Could you identify what patent that is? I hope I will get a genuine response from someone who genuinely knows that industry because the last time I asked I just got a patents.google.com/search?q=eink response. It is fun to blame patents. But that's like saying we're not making progress in operating systems because Microsoft owns a key patent in operating systems.


I just wish patents were a little more accessible. I read and write these for a living and I have my doubts about how useful these are, in general, to members of the public.

One great use case for LLMs is the translation of patents into short, easily-readable summaries.


Is that a component of the patent system? It would be nice if there was (maybe there is) a "reasonable reproduction test" that required a patent's acceptance to be conditioned on someone being able to achieve the claim reasonably by reading it.

Since the system exists for the benefit of humanity, I assume that is baked into the process?

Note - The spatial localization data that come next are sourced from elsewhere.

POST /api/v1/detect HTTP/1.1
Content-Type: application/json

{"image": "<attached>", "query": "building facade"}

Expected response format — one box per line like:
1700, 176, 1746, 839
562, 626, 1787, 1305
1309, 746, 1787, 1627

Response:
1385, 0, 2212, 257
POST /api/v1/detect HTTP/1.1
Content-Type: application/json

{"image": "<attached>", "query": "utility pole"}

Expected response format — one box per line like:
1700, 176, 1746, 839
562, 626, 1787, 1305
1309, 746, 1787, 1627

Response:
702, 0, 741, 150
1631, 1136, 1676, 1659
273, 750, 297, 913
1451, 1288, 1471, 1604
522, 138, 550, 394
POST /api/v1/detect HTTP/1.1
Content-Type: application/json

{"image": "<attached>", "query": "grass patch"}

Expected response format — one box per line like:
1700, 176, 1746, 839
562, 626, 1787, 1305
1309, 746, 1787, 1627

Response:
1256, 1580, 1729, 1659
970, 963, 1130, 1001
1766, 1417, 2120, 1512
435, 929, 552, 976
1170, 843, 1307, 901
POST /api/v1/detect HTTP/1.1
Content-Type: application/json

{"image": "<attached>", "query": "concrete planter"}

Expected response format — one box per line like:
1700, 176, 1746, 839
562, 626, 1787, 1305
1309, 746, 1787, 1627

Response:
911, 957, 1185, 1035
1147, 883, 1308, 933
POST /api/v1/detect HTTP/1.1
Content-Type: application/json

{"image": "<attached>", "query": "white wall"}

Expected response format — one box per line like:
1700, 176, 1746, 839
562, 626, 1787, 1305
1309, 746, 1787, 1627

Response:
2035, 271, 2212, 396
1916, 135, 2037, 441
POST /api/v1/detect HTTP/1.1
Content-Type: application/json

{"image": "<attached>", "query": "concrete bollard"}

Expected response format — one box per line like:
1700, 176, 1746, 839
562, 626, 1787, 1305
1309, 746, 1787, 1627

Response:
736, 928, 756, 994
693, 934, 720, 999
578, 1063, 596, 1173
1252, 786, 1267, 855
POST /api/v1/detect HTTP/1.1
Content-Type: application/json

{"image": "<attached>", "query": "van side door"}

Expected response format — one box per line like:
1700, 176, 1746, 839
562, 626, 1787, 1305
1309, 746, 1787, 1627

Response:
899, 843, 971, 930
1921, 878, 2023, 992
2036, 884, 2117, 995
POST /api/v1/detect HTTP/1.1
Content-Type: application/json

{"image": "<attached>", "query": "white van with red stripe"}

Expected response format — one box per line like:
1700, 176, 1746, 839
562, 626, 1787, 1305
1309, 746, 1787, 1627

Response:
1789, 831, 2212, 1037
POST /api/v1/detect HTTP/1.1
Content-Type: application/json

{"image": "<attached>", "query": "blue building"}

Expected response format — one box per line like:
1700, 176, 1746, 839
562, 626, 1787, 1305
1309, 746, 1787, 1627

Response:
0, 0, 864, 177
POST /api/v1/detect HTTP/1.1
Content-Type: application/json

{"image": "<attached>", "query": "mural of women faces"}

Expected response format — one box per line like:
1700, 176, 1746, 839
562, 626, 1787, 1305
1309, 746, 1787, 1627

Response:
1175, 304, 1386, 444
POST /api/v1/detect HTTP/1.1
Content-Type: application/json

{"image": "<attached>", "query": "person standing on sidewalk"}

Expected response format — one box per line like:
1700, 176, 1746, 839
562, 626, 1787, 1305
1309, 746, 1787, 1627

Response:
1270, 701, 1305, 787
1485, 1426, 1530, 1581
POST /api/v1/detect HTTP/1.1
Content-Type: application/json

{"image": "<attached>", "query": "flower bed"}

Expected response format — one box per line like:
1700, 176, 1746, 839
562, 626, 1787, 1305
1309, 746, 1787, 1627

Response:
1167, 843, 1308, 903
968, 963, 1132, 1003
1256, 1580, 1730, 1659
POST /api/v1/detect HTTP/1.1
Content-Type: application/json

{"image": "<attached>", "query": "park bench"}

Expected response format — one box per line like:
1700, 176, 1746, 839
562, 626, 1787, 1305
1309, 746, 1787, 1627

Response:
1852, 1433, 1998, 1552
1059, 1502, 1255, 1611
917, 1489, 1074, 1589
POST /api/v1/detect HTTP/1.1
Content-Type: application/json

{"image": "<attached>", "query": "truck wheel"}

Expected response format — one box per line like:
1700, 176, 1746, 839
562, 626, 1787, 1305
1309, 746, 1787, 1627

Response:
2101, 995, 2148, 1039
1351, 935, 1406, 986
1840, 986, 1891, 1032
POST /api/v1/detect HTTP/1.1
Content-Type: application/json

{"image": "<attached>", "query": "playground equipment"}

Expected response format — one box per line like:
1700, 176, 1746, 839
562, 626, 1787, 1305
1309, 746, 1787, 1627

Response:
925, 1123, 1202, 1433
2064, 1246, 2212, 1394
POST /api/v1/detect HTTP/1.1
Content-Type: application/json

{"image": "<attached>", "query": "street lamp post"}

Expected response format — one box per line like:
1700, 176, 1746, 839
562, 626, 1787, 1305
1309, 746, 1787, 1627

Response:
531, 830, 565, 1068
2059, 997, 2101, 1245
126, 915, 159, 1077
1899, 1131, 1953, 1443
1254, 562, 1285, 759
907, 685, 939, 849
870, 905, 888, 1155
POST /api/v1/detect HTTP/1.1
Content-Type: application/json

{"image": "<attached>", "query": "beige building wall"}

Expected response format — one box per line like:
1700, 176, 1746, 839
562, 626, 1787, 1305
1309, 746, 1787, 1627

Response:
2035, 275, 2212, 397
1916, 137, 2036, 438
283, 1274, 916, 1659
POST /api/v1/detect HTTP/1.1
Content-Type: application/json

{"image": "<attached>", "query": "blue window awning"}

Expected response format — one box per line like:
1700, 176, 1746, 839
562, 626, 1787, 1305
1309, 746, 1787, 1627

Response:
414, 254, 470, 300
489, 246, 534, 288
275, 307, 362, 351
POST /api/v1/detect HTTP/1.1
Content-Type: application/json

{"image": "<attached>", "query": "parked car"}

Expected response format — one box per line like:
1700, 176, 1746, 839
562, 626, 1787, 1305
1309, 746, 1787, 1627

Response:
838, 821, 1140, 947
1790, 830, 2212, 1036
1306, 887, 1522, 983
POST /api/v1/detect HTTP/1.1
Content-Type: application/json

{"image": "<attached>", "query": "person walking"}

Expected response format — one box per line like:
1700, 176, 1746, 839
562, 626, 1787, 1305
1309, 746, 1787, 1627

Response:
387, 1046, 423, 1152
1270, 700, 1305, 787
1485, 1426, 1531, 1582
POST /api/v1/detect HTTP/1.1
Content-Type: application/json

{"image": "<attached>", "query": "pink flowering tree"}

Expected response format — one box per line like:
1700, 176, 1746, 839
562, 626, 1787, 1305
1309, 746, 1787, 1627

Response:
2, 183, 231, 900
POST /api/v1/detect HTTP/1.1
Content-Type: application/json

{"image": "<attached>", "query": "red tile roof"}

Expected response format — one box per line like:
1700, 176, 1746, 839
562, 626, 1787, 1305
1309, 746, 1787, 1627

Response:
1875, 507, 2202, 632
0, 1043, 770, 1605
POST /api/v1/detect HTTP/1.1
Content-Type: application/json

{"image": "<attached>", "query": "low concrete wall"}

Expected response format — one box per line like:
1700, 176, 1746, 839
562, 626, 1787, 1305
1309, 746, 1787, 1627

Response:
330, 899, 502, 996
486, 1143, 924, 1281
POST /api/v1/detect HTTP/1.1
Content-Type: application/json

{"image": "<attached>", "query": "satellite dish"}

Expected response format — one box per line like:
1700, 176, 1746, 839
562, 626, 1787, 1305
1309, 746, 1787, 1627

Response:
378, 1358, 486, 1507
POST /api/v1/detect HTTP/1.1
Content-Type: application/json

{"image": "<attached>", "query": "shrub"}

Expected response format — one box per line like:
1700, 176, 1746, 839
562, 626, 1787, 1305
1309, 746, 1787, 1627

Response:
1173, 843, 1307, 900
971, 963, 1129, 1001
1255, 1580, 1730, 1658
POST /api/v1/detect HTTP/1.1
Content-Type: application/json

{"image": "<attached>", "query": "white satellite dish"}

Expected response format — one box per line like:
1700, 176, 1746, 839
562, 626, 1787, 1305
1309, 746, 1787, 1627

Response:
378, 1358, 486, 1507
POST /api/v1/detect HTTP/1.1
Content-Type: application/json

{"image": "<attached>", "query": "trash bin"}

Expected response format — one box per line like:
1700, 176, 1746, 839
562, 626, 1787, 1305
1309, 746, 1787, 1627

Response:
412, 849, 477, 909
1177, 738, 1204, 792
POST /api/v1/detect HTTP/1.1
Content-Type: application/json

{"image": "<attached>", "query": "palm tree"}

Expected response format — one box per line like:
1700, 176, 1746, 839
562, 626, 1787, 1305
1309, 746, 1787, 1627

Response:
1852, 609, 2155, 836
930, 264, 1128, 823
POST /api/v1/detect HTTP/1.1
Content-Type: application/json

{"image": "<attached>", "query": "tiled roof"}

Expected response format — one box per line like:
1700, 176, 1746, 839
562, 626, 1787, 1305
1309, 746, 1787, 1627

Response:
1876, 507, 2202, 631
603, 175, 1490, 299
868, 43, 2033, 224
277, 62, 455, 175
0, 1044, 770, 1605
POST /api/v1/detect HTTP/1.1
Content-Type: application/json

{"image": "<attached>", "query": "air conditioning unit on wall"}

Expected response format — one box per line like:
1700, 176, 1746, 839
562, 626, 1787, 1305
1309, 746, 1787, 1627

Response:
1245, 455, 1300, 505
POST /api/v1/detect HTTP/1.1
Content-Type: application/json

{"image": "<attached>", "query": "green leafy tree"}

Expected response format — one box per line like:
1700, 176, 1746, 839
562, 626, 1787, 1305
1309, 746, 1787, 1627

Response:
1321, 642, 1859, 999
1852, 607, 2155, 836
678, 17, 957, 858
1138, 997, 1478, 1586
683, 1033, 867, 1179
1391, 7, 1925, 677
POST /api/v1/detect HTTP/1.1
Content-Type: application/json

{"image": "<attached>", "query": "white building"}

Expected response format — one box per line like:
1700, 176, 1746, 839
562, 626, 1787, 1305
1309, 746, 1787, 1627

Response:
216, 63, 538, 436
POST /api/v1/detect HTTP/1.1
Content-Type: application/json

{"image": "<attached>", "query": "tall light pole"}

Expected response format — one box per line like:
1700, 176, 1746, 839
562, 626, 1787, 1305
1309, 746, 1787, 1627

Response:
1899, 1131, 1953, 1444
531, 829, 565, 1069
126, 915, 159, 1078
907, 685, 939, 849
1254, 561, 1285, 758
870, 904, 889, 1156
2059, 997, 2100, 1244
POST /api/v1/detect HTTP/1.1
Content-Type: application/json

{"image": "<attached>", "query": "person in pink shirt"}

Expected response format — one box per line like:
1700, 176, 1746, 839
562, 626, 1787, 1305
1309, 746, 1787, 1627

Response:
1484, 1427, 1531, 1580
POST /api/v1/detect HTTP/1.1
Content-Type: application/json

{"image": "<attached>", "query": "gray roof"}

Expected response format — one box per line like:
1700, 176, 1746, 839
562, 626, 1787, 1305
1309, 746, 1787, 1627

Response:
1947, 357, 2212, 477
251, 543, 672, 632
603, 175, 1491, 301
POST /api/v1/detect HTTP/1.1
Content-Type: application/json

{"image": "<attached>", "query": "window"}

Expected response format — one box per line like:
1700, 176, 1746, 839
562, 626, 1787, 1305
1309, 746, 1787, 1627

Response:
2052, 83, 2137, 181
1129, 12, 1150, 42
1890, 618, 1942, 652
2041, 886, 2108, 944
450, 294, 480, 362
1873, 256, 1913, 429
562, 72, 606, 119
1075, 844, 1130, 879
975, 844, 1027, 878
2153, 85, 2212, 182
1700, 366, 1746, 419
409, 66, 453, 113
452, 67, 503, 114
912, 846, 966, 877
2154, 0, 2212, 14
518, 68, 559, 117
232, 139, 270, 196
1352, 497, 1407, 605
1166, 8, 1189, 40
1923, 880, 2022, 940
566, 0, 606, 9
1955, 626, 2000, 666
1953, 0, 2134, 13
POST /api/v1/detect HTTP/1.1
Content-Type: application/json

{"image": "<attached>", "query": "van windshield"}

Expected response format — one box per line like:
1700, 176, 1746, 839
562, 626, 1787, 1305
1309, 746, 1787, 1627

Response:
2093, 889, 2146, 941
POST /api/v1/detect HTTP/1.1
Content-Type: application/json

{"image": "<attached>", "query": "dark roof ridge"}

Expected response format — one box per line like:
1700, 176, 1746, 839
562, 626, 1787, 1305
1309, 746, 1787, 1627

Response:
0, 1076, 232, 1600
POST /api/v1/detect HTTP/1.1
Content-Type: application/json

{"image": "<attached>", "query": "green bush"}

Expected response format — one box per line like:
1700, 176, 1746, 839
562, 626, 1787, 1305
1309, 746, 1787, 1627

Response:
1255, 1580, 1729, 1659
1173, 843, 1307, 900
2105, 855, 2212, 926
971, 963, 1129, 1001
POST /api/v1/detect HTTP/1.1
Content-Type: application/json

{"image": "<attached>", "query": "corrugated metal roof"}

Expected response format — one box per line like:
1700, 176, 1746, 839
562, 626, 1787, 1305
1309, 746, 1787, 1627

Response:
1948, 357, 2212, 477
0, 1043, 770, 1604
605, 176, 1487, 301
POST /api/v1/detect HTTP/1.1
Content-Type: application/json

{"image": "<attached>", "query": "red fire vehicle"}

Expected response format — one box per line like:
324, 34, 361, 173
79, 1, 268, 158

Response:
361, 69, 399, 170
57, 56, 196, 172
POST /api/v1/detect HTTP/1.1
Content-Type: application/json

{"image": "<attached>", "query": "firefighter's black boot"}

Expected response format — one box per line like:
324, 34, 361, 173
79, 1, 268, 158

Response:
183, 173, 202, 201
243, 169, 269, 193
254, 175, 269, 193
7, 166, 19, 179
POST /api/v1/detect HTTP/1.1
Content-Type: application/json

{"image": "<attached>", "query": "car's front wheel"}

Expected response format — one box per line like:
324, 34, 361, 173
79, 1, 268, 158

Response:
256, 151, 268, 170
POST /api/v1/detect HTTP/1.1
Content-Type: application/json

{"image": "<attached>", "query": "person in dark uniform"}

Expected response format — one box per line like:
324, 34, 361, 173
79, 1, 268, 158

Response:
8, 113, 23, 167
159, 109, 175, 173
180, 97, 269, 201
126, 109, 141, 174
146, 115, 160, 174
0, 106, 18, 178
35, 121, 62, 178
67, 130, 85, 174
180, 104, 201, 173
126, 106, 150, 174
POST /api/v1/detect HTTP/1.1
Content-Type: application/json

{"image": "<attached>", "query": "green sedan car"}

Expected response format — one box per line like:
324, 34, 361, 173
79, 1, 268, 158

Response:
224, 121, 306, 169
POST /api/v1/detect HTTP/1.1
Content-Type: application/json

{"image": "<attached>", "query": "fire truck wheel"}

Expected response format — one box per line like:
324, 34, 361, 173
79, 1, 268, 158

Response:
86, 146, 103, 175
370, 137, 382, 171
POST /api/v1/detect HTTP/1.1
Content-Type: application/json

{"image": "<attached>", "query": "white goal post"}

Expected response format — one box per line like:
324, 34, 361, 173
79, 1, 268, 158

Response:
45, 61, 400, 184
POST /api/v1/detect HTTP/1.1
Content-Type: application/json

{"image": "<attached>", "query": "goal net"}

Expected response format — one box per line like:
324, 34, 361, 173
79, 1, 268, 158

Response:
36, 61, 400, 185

There is a test like that. It's called the "enablement" test and you must enable someone to build the thing in order to get a patent.

I'm talking more about the practical act of sitting down and reading a patent. They are long, boring, and filled with legalese. A patent may be 50 pages long, but the interesting part may fill no more than a few paragraphs and be described using nouns and verbs you've never heard before. It's completely possible to read a patent, look at the pictures, and still have no idea what the thing actually is.

It's essentially legal abstraction -- inventors and patent attorneys don't want to be pinned down to a particular interpretation, implementation, or embodiment.